Vi mi bebida, y el reflejo de mi mirada, la esencia de mi ser, de mi poder ineludible, se extendió por todo el lugar como una plaga invisible. Por lo cual, todos cayeron muertos al suelo, uno tras otro, sus vidas extinguidas en un suspiro colectivo, como velas apagadas por un soplo gélido que yo misma había provocado, sin esfuerzo. El silencio que siguió fue casi ensordecedor.

—Upss… no limpiaré esto. —Sonreí, una mueca de satisfacción que no alteró mi rostro impasible, ya acostumbrado a la destrucción que dejaba a mi paso. Agarré mi billetera, pagué la bebida, la dejé sobre la barra como un tributo a la vida que había arrebatado, y dejé el dinero en la boca del mesero, un gesto grotesco de mi poder, una burla final a la vida que había terminado—. Perdón a todos.

Yo era la Muerte, la cosechadora de almas, la inevitable. Y todos, sin excepción, sin resistencia, caían a mis pies, sus vidas, meros hilos en mi telar, cortados con una facilidad pasmosa. No había modo de no sentirse fuerte y capaz de cualquier cosa, de que el universo mismo se doblegara ante mi voluntad, ante la inmensidad de mi poder absoluto.

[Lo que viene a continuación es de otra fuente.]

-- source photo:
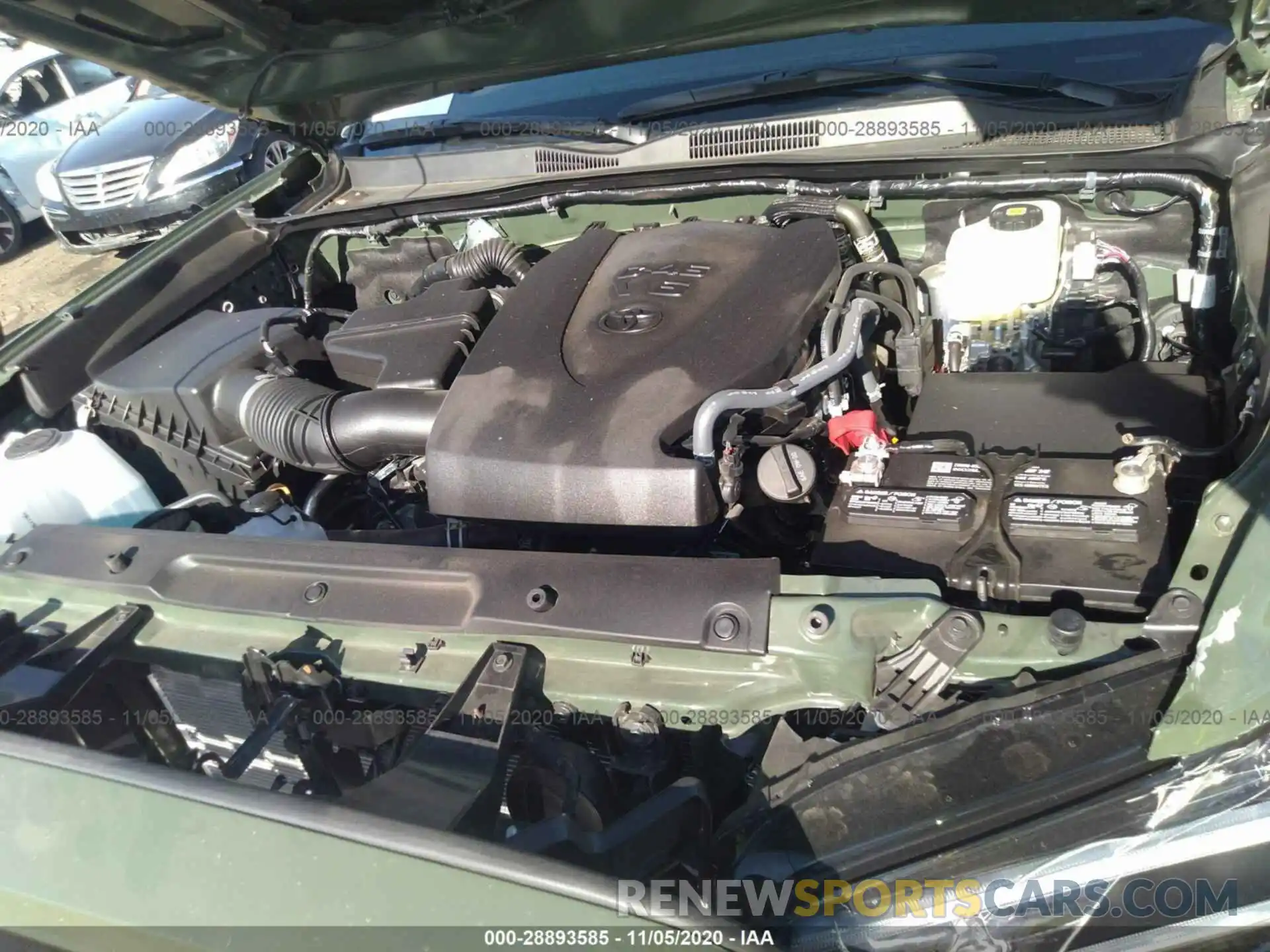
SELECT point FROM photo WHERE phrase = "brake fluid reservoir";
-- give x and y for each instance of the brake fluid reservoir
(69, 479)
(1003, 266)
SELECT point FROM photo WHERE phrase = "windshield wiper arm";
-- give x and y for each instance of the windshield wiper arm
(783, 84)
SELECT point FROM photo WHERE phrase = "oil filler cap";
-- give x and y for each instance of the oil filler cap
(786, 474)
(32, 444)
(1015, 218)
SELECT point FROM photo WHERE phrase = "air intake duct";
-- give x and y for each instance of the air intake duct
(316, 428)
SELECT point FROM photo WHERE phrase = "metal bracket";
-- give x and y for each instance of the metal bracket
(52, 674)
(1089, 192)
(451, 777)
(1174, 621)
(912, 681)
(876, 200)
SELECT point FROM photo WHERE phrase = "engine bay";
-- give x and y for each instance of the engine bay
(1014, 411)
(592, 532)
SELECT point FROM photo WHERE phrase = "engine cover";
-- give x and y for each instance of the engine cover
(575, 400)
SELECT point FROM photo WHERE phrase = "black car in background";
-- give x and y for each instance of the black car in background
(150, 168)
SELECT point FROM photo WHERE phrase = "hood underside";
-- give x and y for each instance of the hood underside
(319, 63)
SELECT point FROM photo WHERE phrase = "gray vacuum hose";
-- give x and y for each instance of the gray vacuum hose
(319, 429)
(826, 370)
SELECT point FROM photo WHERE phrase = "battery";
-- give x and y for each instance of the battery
(1017, 527)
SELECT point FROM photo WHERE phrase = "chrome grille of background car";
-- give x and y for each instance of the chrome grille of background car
(106, 186)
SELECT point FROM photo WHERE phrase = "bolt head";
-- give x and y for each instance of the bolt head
(726, 627)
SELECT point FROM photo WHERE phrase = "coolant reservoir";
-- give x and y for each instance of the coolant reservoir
(1003, 266)
(48, 476)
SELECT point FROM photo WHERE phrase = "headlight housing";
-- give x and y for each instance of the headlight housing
(198, 154)
(46, 183)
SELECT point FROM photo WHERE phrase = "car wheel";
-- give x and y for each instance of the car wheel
(11, 231)
(272, 149)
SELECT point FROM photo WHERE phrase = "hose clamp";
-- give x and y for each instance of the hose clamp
(875, 197)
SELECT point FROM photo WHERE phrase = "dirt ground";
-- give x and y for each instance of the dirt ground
(44, 276)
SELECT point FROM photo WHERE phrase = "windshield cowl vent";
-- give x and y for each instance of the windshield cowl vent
(556, 160)
(1100, 135)
(753, 140)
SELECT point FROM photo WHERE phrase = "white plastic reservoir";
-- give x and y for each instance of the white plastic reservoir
(67, 479)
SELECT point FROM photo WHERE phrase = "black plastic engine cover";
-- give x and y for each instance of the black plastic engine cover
(163, 397)
(575, 399)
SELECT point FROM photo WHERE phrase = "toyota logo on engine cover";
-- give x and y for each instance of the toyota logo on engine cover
(634, 319)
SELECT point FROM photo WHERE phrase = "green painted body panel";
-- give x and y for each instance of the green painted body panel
(346, 61)
(1226, 694)
(84, 851)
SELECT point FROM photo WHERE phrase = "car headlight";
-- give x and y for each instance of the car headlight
(198, 154)
(46, 183)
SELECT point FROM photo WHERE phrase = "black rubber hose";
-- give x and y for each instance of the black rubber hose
(890, 306)
(319, 429)
(493, 257)
(906, 281)
(854, 219)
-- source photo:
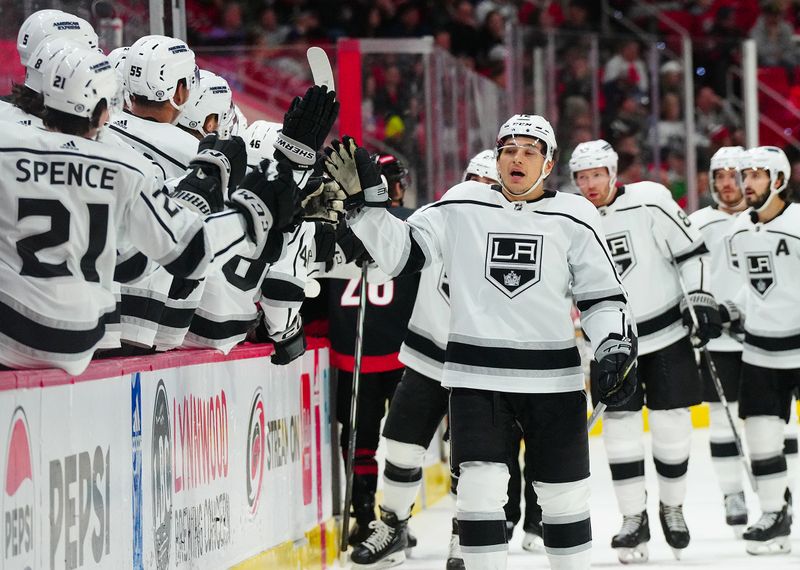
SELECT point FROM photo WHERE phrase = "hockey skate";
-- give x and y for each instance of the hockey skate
(631, 541)
(675, 530)
(770, 534)
(454, 559)
(736, 512)
(385, 547)
(533, 541)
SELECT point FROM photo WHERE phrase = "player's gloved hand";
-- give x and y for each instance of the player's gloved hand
(203, 187)
(305, 126)
(709, 323)
(267, 204)
(353, 169)
(325, 203)
(616, 357)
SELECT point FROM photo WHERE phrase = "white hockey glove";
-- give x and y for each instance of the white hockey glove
(616, 357)
(357, 174)
(325, 203)
(709, 324)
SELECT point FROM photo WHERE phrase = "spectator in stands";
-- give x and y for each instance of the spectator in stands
(626, 69)
(712, 113)
(774, 39)
(269, 29)
(671, 128)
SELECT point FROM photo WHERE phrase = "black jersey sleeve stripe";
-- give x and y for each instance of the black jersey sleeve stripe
(512, 358)
(701, 249)
(185, 264)
(587, 304)
(424, 346)
(148, 145)
(280, 290)
(130, 269)
(659, 322)
(596, 237)
(213, 330)
(37, 336)
(773, 344)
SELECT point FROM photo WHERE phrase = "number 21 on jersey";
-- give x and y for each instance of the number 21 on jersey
(379, 295)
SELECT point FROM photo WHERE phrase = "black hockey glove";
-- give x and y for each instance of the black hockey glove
(305, 126)
(616, 358)
(325, 203)
(267, 204)
(709, 323)
(353, 169)
(732, 318)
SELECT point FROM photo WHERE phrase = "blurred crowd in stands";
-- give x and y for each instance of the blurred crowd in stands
(645, 132)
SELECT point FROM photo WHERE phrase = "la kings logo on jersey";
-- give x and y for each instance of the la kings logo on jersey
(621, 247)
(513, 262)
(760, 270)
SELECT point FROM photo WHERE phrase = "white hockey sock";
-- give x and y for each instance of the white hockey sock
(566, 524)
(482, 488)
(402, 476)
(765, 442)
(672, 439)
(724, 454)
(622, 436)
(790, 448)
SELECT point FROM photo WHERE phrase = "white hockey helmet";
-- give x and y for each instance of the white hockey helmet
(773, 160)
(77, 81)
(50, 24)
(726, 158)
(211, 97)
(260, 137)
(534, 126)
(48, 49)
(154, 66)
(482, 164)
(594, 154)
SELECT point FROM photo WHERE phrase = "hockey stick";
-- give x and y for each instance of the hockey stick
(320, 67)
(351, 445)
(712, 369)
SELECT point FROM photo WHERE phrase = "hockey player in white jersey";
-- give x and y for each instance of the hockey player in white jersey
(766, 242)
(418, 406)
(68, 201)
(715, 223)
(515, 255)
(644, 228)
(58, 29)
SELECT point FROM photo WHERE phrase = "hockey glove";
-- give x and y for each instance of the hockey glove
(709, 323)
(616, 357)
(325, 204)
(203, 187)
(353, 169)
(305, 126)
(267, 203)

Salí del lugar con el ceño fruncido, el hedor a sangre y muerte impregnado en mi memoria, una fragancia familiar que a veces me hastiaba. Miré por dentro toda esa obra de arte de la aniquilación, sangre por doquier, un lienzo carmesí de vidas truncadas que se extendía ante mis ojos, y muchas almas para cosechar, esperando ser reclamadas por mi toque frío. Era el cuadro perfecto, una sinfonía de la aniquilación que me hubiera valido un reconocimiento especial en el Inframundo. Seguramente, me hubieran pagado mucho dinero por eso, si los mortales pudieran apreciar la macabra belleza del fin, la perfección del vacío.

—¡July! —Gritó alguien, una voz familiar que me sacó de mis pensamientos sombríos, de mi contemplación de la muerte que había sembrado. Era Rubby.

«Genial», pensé sin ganas de tomar el papel de la persona en la que estaba encarnada. La farsa continuaba, el juego de la existencia con sus reglas absurdas.

Escuché que alguien me llamó y me di la vuelta, mi rostro, una máscara de normalidad, de inocencia adolescente que no traicionaba el abismo que era mi interior.